Written by: Terry Brock
Primary Source: Dirt
Back in 2010, I had an opportunity to present a paper in Colleen Morgan’s 2011 Blogging Archaeology Session at the SAAs. The session was wonderful, and I had a wonderful time meeting Twitter colleagues in real life, and discussing the future of blogging, social media, and archaeology. I co-authored two papers in that session. The one I was primary author on (co-authored with Lynne Goldstein) focused on a blogging project I directed as part of the MSU Campus Archaeology Program’s 2010 field school. Today, that paper, along with other contributions from that session and others related to blogging in archaeology, have been published in Internet Archaeology. The collection is an important one, done in an experimental way with open comments (ours were provided by Whitney Battle-Baptiste!). And, of course, you can follow all the back chatter about the issue at #CritBlogArch.
Our paper chronicled an effort to teach students about public archaeology through the use of a public blog during field school. Students were required to compose blog posts throughout the field school. The details of the project are in the paper, but we considered it a success as it related to our learning objectives. Students learned about the value of public archaeology, they learned to foster digital communication and writing skills, and they started to learn about the potential power of the digital space as a place to advocate for archaeology.
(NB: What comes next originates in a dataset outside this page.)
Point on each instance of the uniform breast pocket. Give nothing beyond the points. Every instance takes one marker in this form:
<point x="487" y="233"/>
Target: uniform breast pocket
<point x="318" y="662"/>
Writing and teaching others about archaeology also reenforced the content of the course, requiring students to think about the content on different levels. It was also incredibly valuable as an assessment tool: reading the blogs before they were published gave us a chance to catch misunderstandings about archaeological concepts before they hit the internet, but even more importantly allowed us to correct these misunderstandings.
This summer, I am expanding on this project at Montpelier. Instead of blogging, we are using Instagram, giving each student a day with our department account (follow us @Montpelier_Arch). The objectives are the same: to provide students a chance to learn about digital public archaeology, while also working with staff to gain new knowledge by creating online content about their course content. So far, the content has been wonderful, and the students are engaged in the process. It has certainly provided a new perspective on the field school, and produced wonderful content for the public to enjoy.
Anyway, please take a moment to head over to Internet Archaeology and give our paper a gander, while also checking out the other papers in the issue (Number 39). The issue is full of all your favorite online archaeology superstars.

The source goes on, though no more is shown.